Current Research and Scholarly Interests
The sympathetic nervous system (SNS) functions as an integrative peripheral nervous system to regulate vital organ function, in part by release of norepinephrine (NE). Disease states as varied as Parkinson’s disease, spinal cord injury, diabetes, heart failure, and sepsis can all lead to dysfunction of the SNS and patient morbidity. Feedback modulation of NE release occurs by activation of alpha2A and alpha2C adrenergic receptors (ARs) on sympathetic neurons. Neuropharmacological differences between these two autoreceptors are not completely known, thus limiting development of specific drugs for disease treatment.

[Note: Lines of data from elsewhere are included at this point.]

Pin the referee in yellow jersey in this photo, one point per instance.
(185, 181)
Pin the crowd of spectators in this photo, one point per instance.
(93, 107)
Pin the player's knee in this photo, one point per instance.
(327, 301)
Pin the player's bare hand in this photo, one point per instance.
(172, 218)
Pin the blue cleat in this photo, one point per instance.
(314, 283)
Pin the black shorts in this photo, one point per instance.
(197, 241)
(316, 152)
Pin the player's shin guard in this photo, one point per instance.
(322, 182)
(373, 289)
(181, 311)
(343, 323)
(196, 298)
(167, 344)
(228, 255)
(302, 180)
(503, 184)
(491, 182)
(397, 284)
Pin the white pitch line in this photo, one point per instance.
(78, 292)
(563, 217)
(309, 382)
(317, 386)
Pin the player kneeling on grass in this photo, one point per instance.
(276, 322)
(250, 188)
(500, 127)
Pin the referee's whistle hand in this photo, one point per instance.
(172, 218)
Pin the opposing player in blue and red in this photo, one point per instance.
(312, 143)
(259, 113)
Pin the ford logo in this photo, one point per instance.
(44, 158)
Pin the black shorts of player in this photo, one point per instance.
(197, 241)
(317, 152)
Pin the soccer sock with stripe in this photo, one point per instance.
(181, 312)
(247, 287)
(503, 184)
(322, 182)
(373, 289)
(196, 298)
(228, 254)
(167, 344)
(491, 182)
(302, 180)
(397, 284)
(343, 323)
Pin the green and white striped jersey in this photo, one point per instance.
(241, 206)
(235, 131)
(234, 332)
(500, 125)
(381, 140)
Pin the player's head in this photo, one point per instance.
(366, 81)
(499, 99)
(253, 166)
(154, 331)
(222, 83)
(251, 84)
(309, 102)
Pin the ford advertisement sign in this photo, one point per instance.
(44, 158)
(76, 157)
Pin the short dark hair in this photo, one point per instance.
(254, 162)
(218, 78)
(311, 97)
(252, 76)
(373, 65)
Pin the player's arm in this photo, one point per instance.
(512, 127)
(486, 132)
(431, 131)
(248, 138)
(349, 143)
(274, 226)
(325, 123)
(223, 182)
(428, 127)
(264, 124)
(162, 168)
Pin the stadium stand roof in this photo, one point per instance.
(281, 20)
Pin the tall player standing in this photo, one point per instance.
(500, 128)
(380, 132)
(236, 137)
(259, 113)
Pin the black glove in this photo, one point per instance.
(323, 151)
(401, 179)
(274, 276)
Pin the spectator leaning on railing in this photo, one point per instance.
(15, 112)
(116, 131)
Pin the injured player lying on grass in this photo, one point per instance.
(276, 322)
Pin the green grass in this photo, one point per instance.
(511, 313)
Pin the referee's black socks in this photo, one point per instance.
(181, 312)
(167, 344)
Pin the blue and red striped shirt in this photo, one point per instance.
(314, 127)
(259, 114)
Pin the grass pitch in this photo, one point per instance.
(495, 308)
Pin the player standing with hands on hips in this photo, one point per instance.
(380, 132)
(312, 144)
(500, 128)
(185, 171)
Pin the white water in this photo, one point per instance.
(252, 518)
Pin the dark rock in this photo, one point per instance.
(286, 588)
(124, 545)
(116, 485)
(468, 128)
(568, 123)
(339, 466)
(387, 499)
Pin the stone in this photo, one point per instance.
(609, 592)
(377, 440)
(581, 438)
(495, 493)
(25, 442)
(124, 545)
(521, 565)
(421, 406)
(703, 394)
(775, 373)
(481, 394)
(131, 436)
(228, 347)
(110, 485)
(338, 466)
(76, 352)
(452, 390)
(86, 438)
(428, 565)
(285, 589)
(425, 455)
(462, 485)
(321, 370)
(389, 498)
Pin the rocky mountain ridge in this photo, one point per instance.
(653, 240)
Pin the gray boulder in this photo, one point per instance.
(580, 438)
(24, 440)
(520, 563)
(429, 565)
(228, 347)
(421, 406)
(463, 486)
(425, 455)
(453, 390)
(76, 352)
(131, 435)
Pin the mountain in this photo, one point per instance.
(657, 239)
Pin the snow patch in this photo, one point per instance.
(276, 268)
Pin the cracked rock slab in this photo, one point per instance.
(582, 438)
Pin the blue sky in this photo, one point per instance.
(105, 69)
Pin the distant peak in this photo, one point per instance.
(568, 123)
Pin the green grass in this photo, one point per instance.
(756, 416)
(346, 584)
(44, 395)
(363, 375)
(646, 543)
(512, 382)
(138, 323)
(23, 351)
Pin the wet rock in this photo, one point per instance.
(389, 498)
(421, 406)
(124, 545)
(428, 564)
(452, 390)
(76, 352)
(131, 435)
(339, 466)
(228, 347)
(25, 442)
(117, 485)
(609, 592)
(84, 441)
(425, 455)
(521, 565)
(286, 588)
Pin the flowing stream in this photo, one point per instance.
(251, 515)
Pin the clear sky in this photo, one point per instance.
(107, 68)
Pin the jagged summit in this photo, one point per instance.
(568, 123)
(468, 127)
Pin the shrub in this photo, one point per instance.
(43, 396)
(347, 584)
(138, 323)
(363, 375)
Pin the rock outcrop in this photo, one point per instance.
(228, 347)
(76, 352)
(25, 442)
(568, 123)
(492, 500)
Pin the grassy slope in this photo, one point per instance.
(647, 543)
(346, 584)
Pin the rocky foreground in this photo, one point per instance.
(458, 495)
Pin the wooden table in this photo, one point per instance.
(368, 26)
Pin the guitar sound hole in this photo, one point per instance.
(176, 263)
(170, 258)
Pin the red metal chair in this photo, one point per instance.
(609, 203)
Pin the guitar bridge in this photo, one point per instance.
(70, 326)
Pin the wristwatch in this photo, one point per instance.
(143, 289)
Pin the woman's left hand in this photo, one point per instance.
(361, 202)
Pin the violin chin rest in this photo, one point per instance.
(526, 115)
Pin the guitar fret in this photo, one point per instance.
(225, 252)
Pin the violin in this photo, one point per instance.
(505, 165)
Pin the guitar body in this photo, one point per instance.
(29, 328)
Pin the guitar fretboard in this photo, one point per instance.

Modulation of sympathetic neuron signaling occurs by feedback inhibition of neurotransmitter release (autoreceptors), mediated in part via alpha2A and/or alpha2C adrenergic receptors. Previous research suggests that these two AR subtypes may have overlapping but unique physiological roles in neuronal signaling; however the basis for these differences is not completely known. Cellular localization is an important determinant of specialized function between homologous receptors. Preliminary data in cultured sympathetic ganglion neurons (SGN) and other cell types have found different temporal and spatial components to alpha2A&C AR localization and trafficking. These differences may relate to characteristics of SGN in culture (e.g. neurotransmitter phenotype) and thus may be important determinants of differential alpha2A&C AR modulation of neurotransmitter release. Using an array of molecular and cellular approaches and single cell amperometric analysis of neurotransmitter release, it should be possible to further delineate the interplay between protein structure, cellular localization, and physiological function of each receptor subtype. Resultant discoveries will be relevant to other similar neuromodulatory systems involved in pain and neural processing, including cannabinoid, opiate, and metabotropic glutamate receptors.